= Nazir (title) =

The Arabic title nāẓir (ناظر, nazır) refers to an overseer in a general sense. In Islam, it is the normal term for the administrator of a waqf (charitable endowment). The office or territory of a nāẓir is a nazirate.

According to al-Qābisī, writing in the tenth century, the pagan ruler of Tadmakka appointed a superintendent, which al-Qābisī calls a nāẓir, from among the Muslims living in his land to oversee them. This was probably a common arrangement in the Sahara and Sahel regions.

The title was used in Egypt for the heads of government departments and agencies before it adopted a modern cabinet system. It was synonymous with inspector, supervisor or controller. In Egypt it may also be used for the directors or managers of commercial enterprises.

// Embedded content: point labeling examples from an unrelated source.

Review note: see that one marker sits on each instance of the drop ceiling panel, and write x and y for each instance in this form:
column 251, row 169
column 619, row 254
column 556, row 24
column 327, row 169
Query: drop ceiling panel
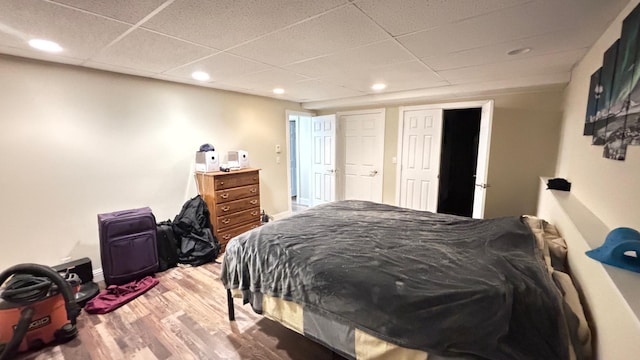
column 225, row 23
column 118, row 69
column 124, row 10
column 335, row 31
column 398, row 77
column 266, row 80
column 221, row 67
column 80, row 34
column 366, row 57
column 531, row 19
column 314, row 89
column 142, row 49
column 540, row 45
column 405, row 16
column 551, row 63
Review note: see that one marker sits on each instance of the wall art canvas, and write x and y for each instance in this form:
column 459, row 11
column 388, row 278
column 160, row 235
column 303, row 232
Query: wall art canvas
column 613, row 106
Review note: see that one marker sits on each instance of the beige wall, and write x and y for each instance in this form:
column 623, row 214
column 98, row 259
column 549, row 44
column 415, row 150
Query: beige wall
column 608, row 188
column 524, row 145
column 77, row 142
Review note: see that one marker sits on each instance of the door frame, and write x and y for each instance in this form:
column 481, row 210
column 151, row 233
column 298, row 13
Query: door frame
column 287, row 150
column 341, row 153
column 486, row 119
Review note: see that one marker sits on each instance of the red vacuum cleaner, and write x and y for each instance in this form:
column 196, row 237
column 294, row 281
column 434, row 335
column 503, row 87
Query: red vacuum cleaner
column 37, row 307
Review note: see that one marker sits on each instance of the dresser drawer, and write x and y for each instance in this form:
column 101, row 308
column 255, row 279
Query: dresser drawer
column 241, row 217
column 231, row 207
column 226, row 235
column 235, row 180
column 241, row 192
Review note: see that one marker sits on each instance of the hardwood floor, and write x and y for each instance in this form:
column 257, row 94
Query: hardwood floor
column 183, row 317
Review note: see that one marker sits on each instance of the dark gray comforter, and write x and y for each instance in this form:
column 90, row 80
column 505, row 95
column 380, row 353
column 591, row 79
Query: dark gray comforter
column 444, row 284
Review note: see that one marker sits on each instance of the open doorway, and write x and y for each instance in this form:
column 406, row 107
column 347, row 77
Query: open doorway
column 458, row 161
column 299, row 159
column 419, row 155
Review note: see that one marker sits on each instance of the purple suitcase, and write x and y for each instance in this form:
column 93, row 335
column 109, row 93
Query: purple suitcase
column 128, row 247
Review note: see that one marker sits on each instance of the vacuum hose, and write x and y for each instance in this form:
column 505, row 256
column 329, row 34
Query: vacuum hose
column 31, row 291
column 18, row 333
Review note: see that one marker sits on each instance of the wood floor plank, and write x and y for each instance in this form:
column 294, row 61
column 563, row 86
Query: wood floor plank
column 183, row 317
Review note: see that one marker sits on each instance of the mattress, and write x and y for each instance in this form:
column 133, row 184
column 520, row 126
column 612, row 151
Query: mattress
column 366, row 273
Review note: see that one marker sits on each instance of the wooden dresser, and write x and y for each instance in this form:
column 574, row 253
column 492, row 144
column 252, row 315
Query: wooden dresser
column 233, row 199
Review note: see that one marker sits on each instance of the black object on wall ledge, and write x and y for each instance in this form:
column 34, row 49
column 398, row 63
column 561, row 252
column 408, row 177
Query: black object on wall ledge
column 559, row 184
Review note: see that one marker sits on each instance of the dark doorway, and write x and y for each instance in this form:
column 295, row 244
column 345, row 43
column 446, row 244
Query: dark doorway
column 458, row 159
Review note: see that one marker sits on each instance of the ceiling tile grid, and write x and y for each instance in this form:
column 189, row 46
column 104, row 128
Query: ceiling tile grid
column 401, row 17
column 124, row 10
column 315, row 50
column 225, row 23
column 335, row 31
column 151, row 51
column 221, row 67
column 366, row 57
column 79, row 33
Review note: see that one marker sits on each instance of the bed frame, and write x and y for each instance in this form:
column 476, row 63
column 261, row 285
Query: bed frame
column 611, row 296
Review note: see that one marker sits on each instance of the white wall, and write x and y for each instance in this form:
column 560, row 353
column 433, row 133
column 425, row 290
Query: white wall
column 78, row 142
column 609, row 188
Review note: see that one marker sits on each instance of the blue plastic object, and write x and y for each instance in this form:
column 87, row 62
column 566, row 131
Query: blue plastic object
column 616, row 244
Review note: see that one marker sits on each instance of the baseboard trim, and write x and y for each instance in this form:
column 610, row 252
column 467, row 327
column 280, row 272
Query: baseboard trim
column 98, row 275
column 282, row 215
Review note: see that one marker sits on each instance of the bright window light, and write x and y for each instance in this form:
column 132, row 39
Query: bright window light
column 200, row 75
column 45, row 45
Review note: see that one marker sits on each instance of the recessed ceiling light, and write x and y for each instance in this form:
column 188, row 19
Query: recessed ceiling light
column 519, row 51
column 200, row 75
column 45, row 45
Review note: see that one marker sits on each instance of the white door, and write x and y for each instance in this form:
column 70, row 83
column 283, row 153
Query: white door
column 421, row 137
column 483, row 160
column 323, row 170
column 304, row 159
column 361, row 152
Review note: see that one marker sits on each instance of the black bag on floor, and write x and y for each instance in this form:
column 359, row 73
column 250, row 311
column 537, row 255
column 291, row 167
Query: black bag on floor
column 192, row 228
column 167, row 246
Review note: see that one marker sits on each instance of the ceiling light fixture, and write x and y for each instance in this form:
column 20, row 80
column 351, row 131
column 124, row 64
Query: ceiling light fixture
column 519, row 51
column 45, row 45
column 200, row 75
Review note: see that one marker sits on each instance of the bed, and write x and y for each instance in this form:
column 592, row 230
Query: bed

In the Anglo-Egyptian Sudan, the title nāẓir al-khuṭṭ was used for the official in charge of a subdivision of a district. Usually he was a tribal head. Nāẓir ʿumūm was a traditional and usually hereditary Sudanese title for the head of a tribal confederation. It was only infrequently recognised by the Anglo-Egyptian government, but it was used for lower-level salaried officials in the Jazīra. As a traditional Sudanese title, nāẓir may be an Arabic rendering of the originally Funj titles mānjil and manfona. One of the nāẓir's duties was to administer uncultivated land (qifār) within the tribal homeland (dār).